По данным культурно-контрастивных исследований, в японском дискурсе используется в три раза больше слушательских сигналов, чем в американском1; немецкие реципиенты посылают гораздо больше таких сигналов, чем китайские (GÜNTHNER 1993: 180). Специалией китайской организации дискурса являются т.н. “эхо реципиента” (“слушательские эхо”), т.е. повторение слушателем части только что сказанного партнером по коммуникации как бы в подтверждение того, что информация дошла до получателя (GÜNTHNER 1993: 47).

Дискурсивно-специфические явления могут быть связаны также с интонацией и супрасегментальным ударением:

“... нисходящая интонация во многих европейских языках соответствует утвердительному предложению, но в некоторых южно-индийских2, напротив, – вопросу. Модуляция высоты тона у британцев представляется нам несколько аффектированной, в то время как там она считается нормальной для ‘образованного’ человека. В европейских языках ударение ставится на том, что кажется говорящему особенно важным, а в юго-восточных языках сильнее ударяется вводная часть, отсылающая к уже изложенному” (LOSCHE 1995: 48).

Подобные примеры можно отыскать и в более родственных языках – в частности, немецкая нисходяще-восходящая интонация в предложениях типа Hast du diese Aufgabe selbst gelöst, oder hat dir dein Vater geholfen? многим русским кажется признаком иронии, подвоха и т.п.

Паралингвистическое средство громкости голоса3 в некоторых африканских и арабских языках используется для того, чтобы добиться смены говорящего:

“Такое одновременное, громкое говорение не соответствует нормальной схеме ведения разговора в европейских культурах, где является индикатором спора и иных проблем во взаимоотношениях между коммуникантами” (KNAPP 1995: 15).

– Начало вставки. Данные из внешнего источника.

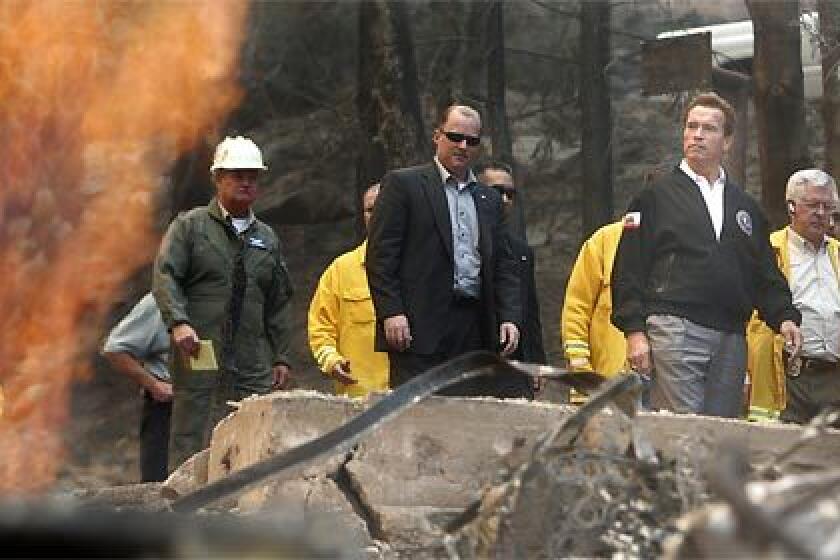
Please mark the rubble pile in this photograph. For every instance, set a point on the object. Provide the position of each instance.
(478, 478)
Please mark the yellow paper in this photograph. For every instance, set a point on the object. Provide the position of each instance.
(206, 359)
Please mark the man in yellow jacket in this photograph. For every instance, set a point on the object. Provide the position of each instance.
(342, 321)
(812, 197)
(590, 341)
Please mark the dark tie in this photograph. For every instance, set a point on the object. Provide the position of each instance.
(233, 314)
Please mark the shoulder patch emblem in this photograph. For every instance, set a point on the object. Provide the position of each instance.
(744, 221)
(632, 220)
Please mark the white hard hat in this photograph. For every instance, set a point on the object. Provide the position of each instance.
(237, 153)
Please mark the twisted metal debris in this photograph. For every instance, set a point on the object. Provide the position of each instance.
(594, 487)
(342, 439)
(583, 492)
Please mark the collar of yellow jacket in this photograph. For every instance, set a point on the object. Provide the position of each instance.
(361, 251)
(779, 242)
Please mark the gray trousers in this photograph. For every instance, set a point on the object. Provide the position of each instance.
(696, 369)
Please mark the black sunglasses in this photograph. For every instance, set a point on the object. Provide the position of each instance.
(505, 190)
(457, 138)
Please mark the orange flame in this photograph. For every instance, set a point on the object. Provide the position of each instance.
(97, 99)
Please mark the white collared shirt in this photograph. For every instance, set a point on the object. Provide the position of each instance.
(816, 294)
(239, 224)
(712, 194)
(463, 218)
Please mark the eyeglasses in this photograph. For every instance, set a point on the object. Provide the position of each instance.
(813, 206)
(457, 138)
(505, 190)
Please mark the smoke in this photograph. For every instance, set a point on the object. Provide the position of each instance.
(97, 100)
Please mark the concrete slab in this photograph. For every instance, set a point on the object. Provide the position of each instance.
(436, 458)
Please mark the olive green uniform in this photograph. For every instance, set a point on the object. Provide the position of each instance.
(193, 283)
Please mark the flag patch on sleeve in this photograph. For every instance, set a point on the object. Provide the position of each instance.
(632, 220)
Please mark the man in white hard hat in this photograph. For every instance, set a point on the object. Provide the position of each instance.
(223, 290)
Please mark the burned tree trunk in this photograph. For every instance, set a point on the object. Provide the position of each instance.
(830, 53)
(496, 85)
(594, 98)
(474, 53)
(388, 102)
(779, 95)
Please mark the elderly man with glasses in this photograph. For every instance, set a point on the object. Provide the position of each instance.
(440, 268)
(808, 258)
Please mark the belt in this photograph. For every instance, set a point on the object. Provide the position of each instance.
(464, 300)
(816, 364)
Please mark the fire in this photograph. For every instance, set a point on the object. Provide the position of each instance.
(97, 99)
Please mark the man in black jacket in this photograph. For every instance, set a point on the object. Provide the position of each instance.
(499, 176)
(440, 270)
(693, 262)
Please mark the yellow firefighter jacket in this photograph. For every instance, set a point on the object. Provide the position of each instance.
(590, 341)
(341, 325)
(767, 373)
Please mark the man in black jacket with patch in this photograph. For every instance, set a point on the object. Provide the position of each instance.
(693, 262)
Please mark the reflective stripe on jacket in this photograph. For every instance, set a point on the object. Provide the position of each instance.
(590, 341)
(342, 325)
(765, 365)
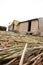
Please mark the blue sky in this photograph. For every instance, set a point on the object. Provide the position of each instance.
(19, 10)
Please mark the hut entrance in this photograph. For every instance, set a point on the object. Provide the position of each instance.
(29, 26)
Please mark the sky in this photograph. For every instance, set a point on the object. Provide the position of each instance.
(20, 10)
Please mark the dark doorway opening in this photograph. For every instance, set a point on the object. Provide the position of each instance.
(13, 26)
(29, 26)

3.2.3. Очуждение в корреляции языковой Кодх – языковой Коду и Дискурсх – Дискурсу


Свидетельством того, что язык способен “очуждаться”, может послужить немецкое слово Fremdsprache (“иностранный язык”, буквально означающее “чужой язык”). Эта параллель в свое время бросилась в глаза авторитетному немецкому лингвисту и филологу Х. Вайнриху, опубликовавшему в 1985 году1 статью с названием “Fremdsprachen als fremde Sprachen” (= “Иностранные языки как чужие языки”). Правда, он сконцентрировался, к сожалению, лишь на самом низком уровне языка – фонетике и графемике. Тем не менее, в ней содержатся отдельные мысли, перекликающиеся с развиваемой в данной работе концепцией очуждения, ср. его определение акцента как

“... остающейся, несмотря на возможно совершенное в остальном владение языком, чуждости” (WEINRICH 1993: 143-144).

На наш взгляд, постановка вопроса, предложенная Х. Вайнрихом, может быть трансформирована в еще более масштабную проблему, в том числе и лингвофилософского характера, а именно, “иностранный язык как очужденный язык”. Ее основной тезис может быть сформулирован следующим образом: “очужденный” Языкх не равен “своему” (т.е. родному) Языкух, и мы вправе рассматривать их как относительно автономные формы существования данного языка. В этом смысле категория “очужденного языка” способна послужить родовым понятием для таких языковых вариантов, как ученический язык, язык мигрантов, детский язык, афазия и т.д. (ср. (BÖRNER, VOGEL 1994: 13)). В настоящей работе мы будем ориентироваться прежде всего на ученический язык (включая его использование после формального окончания обучения) как наиболее “прототипический” вариант очужденного языка.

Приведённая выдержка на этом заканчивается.